Reputation: 1362
My data looks like this:
d
#> # A tibble: 220 x 2
#> smoker pain
#> <chr> <chr>
#> 1 Smoker Pain
#> 2 Smoker Pain
#> 3 Smoker Pain
#> 4 Smoker Pain
#> 5 Smoker Pain
#> 6 Smoker Pain
#> 7 Smoker Pain
#> 8 Smoker Pain
#> 9 Smoker Pain
#> 10 Smoker Pain
#> # … with 210 more rows
Is a combination between two variables: smokers and pain.
d %>%
count(smoker, pain, sort = T)
#> # A tibble: 4 x 3
#> smoker pain n
#> <chr> <chr> <int>
#> 1 No smoker No pain 107
#> 2 Smoker Pain 70
#> 3 Smoker No pain 35
#> 4 No smoker Pain 8
I want to calculate the probability of a person feeling pain given he is a smoker P(pain|smoker):
library(tidyverse)
library(prob)
d <- probspace(d)
Prob(d, event = smoker == "Smoker", given = pain == "Pain")
#> [1] 0.01282051
As far as I know this value must be the percentage of smokers that feel pain:
70/105
#> [1] 0.667
What is wrong here?
This is the code for the data:
smoker <- c(rep("Smoker", 105), rep("No smoker", 115))
pain <- c(rep("Pain", 70), rep("No pain", 35), rep("Pain", 8), rep("No pain", 107))
d <- tibble(smoker, pain)
Upvotes: 2
Views: 1293
Reputation: 101335
I think you should add one more line d <- cbind(id = seq(nrow(d)),d)
after d <- tibble(smoker, pain)
, i.e.,
d <- tibble(smoker, pain)
d <- cbind(id = seq(nrow(d)),d)
then you will get the desired result
> Prob(d, event = pain == "Pain", given = smoker == "Smoker")
[1] 0.6666667
NOTE: The reason behind of doing this is that, Prob()

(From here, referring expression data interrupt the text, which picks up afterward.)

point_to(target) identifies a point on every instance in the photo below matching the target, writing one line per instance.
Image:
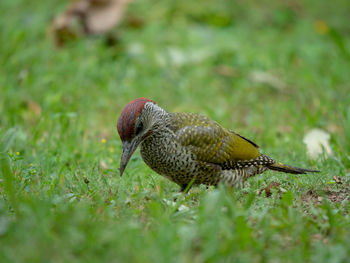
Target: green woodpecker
(189, 148)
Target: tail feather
(289, 169)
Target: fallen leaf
(317, 142)
(94, 17)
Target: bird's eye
(139, 128)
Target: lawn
(269, 70)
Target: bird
(191, 149)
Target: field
(269, 70)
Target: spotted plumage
(189, 148)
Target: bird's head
(134, 125)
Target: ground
(268, 70)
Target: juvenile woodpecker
(188, 148)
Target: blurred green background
(269, 70)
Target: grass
(61, 199)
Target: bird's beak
(128, 149)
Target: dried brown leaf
(94, 17)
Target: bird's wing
(210, 142)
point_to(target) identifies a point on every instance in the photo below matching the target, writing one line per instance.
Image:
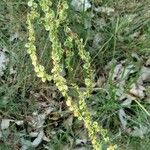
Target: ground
(117, 35)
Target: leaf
(39, 139)
(137, 90)
(139, 132)
(5, 123)
(81, 5)
(3, 62)
(107, 10)
(123, 118)
(144, 75)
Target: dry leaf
(139, 132)
(108, 10)
(39, 139)
(144, 75)
(5, 123)
(80, 5)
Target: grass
(125, 31)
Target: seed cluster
(52, 21)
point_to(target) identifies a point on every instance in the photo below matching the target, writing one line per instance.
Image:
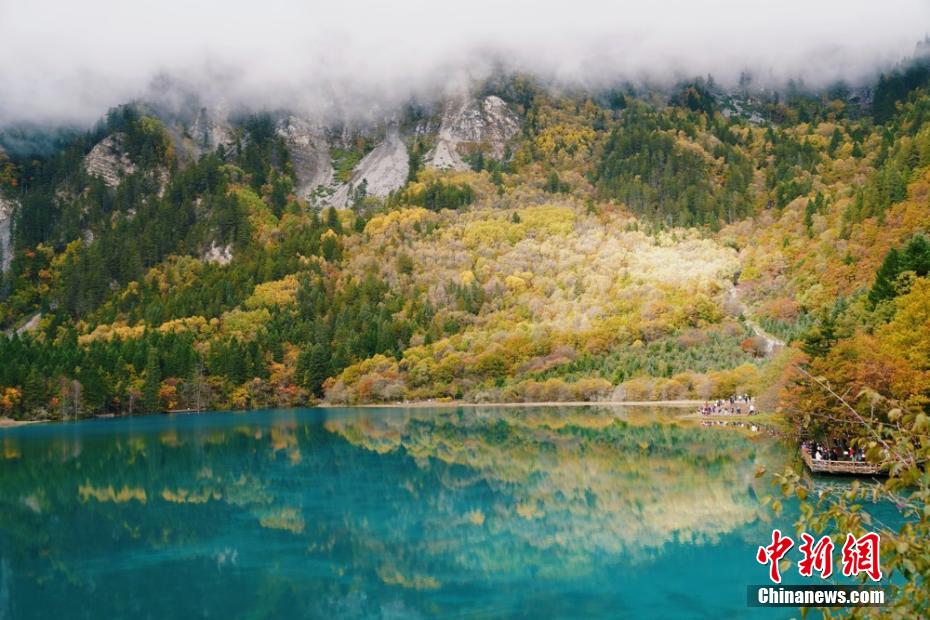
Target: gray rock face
(221, 255)
(470, 124)
(211, 129)
(6, 233)
(382, 171)
(109, 161)
(309, 150)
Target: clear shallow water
(399, 513)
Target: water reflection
(367, 512)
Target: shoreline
(545, 403)
(7, 423)
(11, 423)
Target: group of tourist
(820, 452)
(734, 405)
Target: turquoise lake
(521, 512)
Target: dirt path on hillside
(772, 343)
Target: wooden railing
(853, 468)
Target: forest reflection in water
(368, 512)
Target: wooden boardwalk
(848, 468)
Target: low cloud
(67, 62)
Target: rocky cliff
(6, 229)
(109, 161)
(468, 125)
(309, 149)
(380, 172)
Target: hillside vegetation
(615, 252)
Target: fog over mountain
(69, 62)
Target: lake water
(396, 513)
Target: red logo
(817, 557)
(773, 553)
(860, 555)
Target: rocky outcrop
(470, 124)
(309, 149)
(109, 161)
(382, 171)
(6, 233)
(219, 254)
(211, 129)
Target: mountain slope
(518, 245)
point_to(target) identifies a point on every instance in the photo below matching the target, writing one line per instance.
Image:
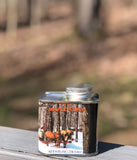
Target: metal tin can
(68, 122)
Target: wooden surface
(17, 144)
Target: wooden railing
(22, 144)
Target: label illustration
(60, 128)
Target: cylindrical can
(68, 122)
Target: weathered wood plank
(21, 144)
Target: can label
(60, 128)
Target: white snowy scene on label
(60, 130)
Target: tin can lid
(79, 92)
(79, 88)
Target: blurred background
(49, 44)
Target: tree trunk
(35, 11)
(2, 14)
(12, 15)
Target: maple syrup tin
(68, 122)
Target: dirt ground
(52, 55)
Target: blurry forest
(49, 44)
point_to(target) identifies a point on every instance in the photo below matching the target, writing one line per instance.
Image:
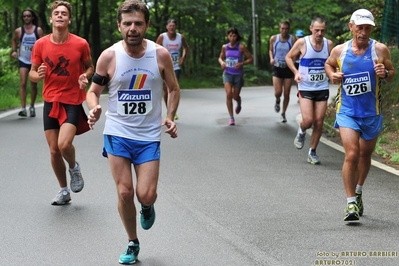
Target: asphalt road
(228, 195)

calculates the intersect()
between event and given condition. When you are using data frames for the probability space, the duplicates in the intersection will be dropped. To avoid that, you need to manually add extra information to distinguish rows in the data frame d
, such that all duplicates can be saved till the end of calculation.
Upvotes: 1